Hayu
Hayu shrugs. “I don’t know. Is it really fate? If it is, then he’s depressed about nothing,” she points over at Thwip, “because that guard was always going to die, and nothing could change it. Maybe I am choosing to stay here, because there’s safety in numbers, and I don’t want to walk back to a place where I’m liable to lose my head, because it would be a really stupid choice. There doesn’t have to be a grand plan. Things could be just random, like throwing dice. You can’t know the difference, unless you find a way to make all the choices and somehow see all the outcomes. We only make one and see one. So it might seem like Fate, but isn’t really.

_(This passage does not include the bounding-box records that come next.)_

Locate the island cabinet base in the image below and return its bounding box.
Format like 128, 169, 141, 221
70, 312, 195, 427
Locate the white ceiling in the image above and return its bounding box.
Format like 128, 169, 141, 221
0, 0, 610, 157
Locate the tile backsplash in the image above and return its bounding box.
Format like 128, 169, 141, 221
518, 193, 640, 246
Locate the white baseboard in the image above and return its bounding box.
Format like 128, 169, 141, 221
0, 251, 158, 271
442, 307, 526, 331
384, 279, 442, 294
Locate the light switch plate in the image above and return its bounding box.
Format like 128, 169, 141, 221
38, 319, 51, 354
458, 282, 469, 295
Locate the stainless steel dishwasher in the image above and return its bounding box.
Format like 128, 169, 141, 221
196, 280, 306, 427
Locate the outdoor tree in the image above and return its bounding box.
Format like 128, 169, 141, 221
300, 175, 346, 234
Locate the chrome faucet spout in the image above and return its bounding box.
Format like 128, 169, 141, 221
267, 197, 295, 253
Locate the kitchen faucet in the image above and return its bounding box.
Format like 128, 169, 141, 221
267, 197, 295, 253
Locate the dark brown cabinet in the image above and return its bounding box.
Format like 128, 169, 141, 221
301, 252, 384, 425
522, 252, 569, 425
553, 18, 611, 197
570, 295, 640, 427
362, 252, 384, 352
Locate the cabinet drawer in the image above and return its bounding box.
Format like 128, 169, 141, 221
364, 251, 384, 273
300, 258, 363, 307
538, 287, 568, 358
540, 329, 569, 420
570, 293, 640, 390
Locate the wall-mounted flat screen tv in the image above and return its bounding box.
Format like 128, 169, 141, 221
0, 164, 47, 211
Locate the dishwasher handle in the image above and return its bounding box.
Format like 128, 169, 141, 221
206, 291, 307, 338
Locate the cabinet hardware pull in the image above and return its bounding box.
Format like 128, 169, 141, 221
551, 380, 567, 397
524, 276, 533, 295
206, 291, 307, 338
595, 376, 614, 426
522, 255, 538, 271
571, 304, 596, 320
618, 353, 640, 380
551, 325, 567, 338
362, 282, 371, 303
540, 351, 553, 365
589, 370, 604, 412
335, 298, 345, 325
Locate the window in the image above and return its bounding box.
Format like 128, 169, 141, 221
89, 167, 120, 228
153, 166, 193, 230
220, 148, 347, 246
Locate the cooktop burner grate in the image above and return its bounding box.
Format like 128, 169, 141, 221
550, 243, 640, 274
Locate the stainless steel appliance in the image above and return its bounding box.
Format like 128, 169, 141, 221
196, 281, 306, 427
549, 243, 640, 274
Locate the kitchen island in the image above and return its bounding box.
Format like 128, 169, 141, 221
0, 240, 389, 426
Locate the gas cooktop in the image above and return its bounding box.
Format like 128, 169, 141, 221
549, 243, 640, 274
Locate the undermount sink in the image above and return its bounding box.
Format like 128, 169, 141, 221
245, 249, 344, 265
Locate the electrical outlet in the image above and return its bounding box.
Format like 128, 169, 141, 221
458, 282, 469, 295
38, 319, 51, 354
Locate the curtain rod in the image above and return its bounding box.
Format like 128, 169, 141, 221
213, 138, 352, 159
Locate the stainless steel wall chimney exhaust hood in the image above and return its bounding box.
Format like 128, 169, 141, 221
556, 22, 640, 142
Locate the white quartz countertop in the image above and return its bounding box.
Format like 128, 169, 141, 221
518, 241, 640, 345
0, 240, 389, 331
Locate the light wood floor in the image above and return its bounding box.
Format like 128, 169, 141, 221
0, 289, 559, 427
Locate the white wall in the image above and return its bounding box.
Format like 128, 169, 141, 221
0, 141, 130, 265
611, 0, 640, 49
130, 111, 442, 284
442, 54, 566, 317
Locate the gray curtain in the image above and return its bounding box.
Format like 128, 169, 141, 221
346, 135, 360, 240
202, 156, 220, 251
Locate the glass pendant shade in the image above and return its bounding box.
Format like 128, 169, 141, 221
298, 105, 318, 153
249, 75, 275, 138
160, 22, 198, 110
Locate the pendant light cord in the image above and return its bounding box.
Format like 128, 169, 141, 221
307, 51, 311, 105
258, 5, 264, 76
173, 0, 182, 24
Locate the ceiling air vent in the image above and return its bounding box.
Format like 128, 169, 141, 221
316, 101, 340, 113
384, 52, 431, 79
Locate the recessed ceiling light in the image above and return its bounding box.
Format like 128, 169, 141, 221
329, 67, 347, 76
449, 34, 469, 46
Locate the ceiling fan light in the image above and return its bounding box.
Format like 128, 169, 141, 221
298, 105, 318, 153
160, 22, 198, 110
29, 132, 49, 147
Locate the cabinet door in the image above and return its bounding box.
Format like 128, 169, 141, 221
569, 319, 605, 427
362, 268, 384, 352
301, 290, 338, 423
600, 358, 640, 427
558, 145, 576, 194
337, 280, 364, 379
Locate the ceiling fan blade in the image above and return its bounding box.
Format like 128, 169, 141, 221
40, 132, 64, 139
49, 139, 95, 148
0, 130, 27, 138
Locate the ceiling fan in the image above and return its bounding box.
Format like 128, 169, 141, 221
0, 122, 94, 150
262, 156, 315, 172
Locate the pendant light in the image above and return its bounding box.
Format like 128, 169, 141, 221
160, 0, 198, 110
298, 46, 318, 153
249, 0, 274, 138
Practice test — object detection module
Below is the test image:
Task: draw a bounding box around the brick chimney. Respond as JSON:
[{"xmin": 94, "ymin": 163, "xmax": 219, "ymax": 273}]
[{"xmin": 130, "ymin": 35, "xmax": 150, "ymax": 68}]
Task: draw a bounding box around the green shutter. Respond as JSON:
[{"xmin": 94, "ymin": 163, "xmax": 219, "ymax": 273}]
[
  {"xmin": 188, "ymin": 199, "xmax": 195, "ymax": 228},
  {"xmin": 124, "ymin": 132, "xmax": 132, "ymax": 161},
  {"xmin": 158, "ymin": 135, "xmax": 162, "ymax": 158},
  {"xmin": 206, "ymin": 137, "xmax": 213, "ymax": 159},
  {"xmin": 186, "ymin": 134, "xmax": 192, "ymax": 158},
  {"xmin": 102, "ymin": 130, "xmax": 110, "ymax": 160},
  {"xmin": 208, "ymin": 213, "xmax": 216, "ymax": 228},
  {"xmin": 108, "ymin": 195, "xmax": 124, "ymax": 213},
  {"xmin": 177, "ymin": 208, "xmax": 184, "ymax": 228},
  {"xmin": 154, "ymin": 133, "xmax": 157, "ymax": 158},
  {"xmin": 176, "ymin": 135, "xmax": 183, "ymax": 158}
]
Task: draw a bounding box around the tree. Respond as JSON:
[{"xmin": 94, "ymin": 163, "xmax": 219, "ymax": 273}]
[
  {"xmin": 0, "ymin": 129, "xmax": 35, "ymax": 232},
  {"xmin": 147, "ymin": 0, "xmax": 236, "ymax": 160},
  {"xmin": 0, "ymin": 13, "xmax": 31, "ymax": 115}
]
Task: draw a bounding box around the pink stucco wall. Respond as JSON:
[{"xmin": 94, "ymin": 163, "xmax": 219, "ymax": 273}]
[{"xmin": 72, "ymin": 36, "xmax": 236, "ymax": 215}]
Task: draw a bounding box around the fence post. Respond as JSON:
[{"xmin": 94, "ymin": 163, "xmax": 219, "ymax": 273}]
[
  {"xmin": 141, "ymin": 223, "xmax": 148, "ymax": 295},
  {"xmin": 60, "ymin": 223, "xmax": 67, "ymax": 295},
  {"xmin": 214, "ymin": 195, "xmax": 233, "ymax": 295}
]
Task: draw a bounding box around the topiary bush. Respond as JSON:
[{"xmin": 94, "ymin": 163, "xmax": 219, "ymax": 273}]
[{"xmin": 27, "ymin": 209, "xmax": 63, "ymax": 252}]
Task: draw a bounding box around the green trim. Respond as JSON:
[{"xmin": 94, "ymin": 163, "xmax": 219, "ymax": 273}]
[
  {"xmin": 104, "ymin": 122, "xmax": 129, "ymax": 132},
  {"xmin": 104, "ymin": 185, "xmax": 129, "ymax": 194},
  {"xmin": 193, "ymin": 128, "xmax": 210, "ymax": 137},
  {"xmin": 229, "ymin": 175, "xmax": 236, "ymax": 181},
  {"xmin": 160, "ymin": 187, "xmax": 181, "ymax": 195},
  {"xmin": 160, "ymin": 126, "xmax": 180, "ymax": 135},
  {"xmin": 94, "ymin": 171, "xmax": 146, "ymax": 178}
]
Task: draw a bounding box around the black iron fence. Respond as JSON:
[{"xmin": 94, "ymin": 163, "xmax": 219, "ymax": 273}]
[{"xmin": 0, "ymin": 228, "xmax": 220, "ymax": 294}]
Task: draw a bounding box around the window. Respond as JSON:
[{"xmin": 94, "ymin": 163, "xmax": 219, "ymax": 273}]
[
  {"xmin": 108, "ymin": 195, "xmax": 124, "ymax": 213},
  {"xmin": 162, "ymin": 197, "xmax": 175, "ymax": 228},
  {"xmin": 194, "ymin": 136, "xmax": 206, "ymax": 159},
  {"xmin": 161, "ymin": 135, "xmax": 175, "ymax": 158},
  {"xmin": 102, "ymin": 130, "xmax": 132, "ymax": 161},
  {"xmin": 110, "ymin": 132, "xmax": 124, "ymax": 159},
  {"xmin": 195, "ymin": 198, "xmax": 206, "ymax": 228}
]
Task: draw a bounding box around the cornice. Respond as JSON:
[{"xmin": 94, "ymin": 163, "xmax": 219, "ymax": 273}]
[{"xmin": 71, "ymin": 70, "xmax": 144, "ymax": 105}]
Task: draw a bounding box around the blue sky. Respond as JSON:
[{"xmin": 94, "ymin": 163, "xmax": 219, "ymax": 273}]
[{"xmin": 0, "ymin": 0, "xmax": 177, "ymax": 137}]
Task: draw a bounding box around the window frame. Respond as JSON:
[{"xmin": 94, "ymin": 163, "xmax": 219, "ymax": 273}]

Or it is and Fate is a real bâtard about things.”
She glances over towards Thwip. In her experience, goblins tend to be on the clever side. Maybe if he has something to chew on, other than what just happened, he’ll stop thinking about it. “Things happen. We can either use them to make less stupid choices or come up with better solutions, or we don’t. And sometimes it’s not obvious which is which.”
She knows she’s not telling them much about herself, but she doesn’t know if she can even trust these guys. That’s why she still carries her own pack instead of putting it on the horse. And keeps the knife handy: just because these guys saved her doesn’t mean one or more of them won’t get ideas. It pays to stay cautious when you’re a woman in this world.